I grigiorossi dovranno presentarsi a novembre con un buon numero di punti in cascina per arrivare al giro di boa senza eccessivi patemi
La Cremonese si avvicina a un filotto di gare decisivo: i grigiorossi sin qui hanno infatti avuto a che fare con un inizio di campionato non eccessivamente agevole per una neopromossa (Roma, Fiorentina, Inter, Torino, Sassuolo e Atalanta le avversarie già affrontate), ma dopo la Lazio (e, ricordiamolo, la pausa Nazionali) arriverà un mese e mezzo di partite decisamente più abbordabili in cui sarà d’obbligo fare punti.
Pur inframezzate dalla complicata sfida contro il Napoli del prossimo 9 ottobre, dopo quella con i capitolini ci saranno infatti le sfide contro Lecce, Spezia, Sampdoria, Udinese e Salernitana (in mezzo anche la Coppa Italia con il Modena), tutte contendenti alla portata della banda grigiorossa.
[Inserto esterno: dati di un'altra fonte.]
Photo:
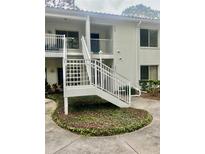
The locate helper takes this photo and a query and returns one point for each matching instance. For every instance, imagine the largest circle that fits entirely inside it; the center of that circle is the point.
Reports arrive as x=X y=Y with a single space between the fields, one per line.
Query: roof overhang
x=81 y=15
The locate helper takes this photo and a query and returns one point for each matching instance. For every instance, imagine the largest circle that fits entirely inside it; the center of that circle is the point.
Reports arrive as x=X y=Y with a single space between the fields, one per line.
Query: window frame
x=157 y=69
x=67 y=31
x=149 y=38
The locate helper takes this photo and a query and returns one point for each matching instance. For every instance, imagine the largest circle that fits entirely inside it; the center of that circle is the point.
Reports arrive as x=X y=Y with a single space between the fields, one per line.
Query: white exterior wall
x=70 y=25
x=124 y=41
x=52 y=65
x=149 y=55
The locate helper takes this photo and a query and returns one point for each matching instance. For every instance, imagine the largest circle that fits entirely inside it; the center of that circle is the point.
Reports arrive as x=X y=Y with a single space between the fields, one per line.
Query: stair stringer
x=92 y=90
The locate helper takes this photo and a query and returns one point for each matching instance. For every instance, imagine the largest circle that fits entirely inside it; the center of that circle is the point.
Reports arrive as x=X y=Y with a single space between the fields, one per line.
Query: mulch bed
x=99 y=119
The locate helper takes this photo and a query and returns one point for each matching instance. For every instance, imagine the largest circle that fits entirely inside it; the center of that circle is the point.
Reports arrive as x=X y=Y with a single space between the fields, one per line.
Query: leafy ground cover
x=93 y=116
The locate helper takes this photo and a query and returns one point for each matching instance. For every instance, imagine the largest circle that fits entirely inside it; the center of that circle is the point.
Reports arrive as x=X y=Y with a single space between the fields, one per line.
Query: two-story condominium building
x=100 y=54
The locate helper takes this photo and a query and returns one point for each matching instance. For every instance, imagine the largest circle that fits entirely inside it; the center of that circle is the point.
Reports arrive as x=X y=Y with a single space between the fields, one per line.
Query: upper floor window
x=72 y=38
x=149 y=72
x=148 y=38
Importantissimo sarà uscire da questo periodo con una decina di punti messi in saccoccia, per poi da “arrotondarli” nelle ultime due gare con Milan (in casa) ed Empoli (in trasferta).
L’ideale sarebbe arrivare allo stop per i Mondiali con almeno quindici punti, per poi cercare di arrivare a “quota venti” nelle rimanenti quattro partite del girone d’andata (si giocherà contro Juventus, Verona, Monza e Bologna). Se poi in mezzo dovesse arrivare qualche risultato di prestigio e qualche relativo punto extra, beh, nessuno avrebbe di che lamentarsi…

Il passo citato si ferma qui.